Kubecka explains that good IPM can involve methods as different as using pheromone traps and scouting for pests, crop rotation, soil sampling, and cover crops, or setting up an on-farm weather station. The pheromone traps, for example, are baited with the scents-the pheromones-that female moths use to attract males of European corn borer, corn earworm, or other pests. Males that fly into these traps can't get out. Kubecka checks the traps weekly. His catch tells him if it's time to start field scouting. He looks for eggs masses and young larvae, to see if they'll trigger the threshold that says "Treat."

Once worms are in the ear of corn, Kubecka notes, it's too late to do anything. "I haven't found anyone yet who likes wormy corn," he says.

Most years, Kubecka is able to cut pesticide use on sweet corn by 50 to 65 percent over what he would spray if he didn't use IPM practices. He also posts his "trap catch" to an IPM-sponsored "pheromone trap network" that alerts growers across the Northeast as to where the pests are and when it's time to scout their fields.

Kubecka thinks that crop rotation, another method in the IPM toolkit, may be one reason why pest pressure tends to be low on his potato crop. Potatoes have a reputation for requiring heavy applications of pesticides.

"But we're not in a big potato-growing area," Kubecka says.

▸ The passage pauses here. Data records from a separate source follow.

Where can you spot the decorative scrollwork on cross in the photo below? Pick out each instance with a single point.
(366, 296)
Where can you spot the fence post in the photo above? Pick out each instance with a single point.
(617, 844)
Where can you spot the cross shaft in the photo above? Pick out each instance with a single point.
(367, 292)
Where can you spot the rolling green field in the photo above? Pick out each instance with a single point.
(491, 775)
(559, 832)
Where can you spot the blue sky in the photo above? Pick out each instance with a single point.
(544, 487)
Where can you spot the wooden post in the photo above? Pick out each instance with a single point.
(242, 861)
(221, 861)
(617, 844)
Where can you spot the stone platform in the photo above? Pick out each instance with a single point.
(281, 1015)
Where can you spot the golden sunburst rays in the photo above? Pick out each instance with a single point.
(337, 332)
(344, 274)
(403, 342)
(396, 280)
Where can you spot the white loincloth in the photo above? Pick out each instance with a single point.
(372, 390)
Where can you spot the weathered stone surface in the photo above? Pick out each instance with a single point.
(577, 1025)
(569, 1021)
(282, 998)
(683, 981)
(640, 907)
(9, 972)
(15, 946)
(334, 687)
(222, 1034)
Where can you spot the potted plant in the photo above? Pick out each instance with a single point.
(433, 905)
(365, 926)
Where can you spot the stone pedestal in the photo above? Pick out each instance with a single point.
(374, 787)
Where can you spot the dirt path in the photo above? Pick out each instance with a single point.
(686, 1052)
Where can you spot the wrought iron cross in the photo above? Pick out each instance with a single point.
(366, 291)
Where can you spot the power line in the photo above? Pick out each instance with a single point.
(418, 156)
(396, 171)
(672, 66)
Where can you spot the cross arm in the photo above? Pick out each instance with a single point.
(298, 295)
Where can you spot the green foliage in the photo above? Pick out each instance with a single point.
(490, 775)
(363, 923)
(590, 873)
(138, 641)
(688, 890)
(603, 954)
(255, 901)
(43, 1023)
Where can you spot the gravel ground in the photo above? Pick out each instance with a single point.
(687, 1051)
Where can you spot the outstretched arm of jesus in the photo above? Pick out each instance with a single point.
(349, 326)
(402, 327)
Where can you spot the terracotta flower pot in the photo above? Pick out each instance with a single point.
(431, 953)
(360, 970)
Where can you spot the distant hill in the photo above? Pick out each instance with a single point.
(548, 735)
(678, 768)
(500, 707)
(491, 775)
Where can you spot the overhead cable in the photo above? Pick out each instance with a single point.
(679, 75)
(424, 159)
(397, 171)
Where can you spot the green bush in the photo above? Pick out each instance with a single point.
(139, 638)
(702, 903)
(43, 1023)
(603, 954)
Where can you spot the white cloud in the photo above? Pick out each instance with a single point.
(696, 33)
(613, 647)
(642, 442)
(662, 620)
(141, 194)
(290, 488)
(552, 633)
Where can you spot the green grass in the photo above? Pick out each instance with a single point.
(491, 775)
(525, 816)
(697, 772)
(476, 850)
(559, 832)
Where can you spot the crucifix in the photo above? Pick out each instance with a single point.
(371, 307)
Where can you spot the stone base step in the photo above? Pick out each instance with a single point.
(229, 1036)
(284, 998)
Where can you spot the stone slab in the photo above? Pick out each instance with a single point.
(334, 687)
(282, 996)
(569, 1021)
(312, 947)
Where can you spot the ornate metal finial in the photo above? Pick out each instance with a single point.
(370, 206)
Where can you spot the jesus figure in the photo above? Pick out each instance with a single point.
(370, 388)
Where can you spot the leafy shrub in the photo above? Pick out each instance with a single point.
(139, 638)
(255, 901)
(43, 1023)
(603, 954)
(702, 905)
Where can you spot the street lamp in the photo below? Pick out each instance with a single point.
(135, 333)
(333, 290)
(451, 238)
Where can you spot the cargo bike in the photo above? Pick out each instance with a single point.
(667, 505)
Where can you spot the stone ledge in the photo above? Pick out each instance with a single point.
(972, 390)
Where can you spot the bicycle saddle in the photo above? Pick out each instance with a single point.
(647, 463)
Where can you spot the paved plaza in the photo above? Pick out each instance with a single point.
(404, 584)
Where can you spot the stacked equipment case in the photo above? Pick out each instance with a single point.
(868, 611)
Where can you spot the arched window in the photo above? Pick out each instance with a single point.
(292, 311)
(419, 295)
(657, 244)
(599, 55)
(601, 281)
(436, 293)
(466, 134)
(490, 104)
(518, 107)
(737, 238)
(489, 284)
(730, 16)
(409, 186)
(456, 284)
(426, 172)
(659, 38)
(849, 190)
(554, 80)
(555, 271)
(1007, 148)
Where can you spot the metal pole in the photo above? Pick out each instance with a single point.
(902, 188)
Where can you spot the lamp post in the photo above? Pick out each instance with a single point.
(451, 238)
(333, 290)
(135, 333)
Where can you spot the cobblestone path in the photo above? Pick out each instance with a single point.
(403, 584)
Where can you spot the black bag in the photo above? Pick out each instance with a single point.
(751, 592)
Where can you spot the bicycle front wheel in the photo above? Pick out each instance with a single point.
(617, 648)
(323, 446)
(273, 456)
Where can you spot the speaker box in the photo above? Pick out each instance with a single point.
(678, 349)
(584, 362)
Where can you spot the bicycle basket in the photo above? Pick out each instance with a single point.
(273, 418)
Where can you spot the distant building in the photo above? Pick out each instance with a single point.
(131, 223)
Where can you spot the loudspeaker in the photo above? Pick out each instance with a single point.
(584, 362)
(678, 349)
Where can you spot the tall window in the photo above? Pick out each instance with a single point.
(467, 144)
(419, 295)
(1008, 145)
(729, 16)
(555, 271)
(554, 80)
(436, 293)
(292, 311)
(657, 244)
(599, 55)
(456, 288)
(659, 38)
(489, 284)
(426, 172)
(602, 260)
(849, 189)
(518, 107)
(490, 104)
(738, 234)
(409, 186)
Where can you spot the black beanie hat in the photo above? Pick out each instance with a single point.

Large areas planted to one crop over many years may build up higher pest populations than relatively small fields rotated from one part of a farm to another every year.

Meanwhile, the farm's weather station told Kubecka that an old rule-of-thumb-apply fungicide when potatoes begin to flower-often isn't the case. "I found out that leaf wetness and temperature predict whether or not I need to spray," he says. "Only once did it coincide with flowering."

Kubecka's weather station also measures "growing degree days," or "GDDs." Most insects develop more quickly when the weather is warm. So a weather station that calculates the cumulative degrees of warmth all season long helps growers pinpoint when eggs hatch, or larvae get big enough to pose a problem.

"Jeff is an innovative farmer who has worked with me on several demonstration projects and takes full advantage of opportunities to reduce pesticide use," says Abby Seaman, vegetable crops educator with the New York State IPM Program. "As the co-executive secretary of the New York Vegetable Growers, he influences other farmers in adopting IPM practices."

"You can't be spending money for no reason," Kubecka says. "That's what's great about IPM-the research has been done for the economic and environmental value of every decision. When you use IPM, you know that when you make a decision, it's the right one."

Kubecka receives his award on February 13 at the New York State Fruit and Vegetable Expo in Syracuse, NY.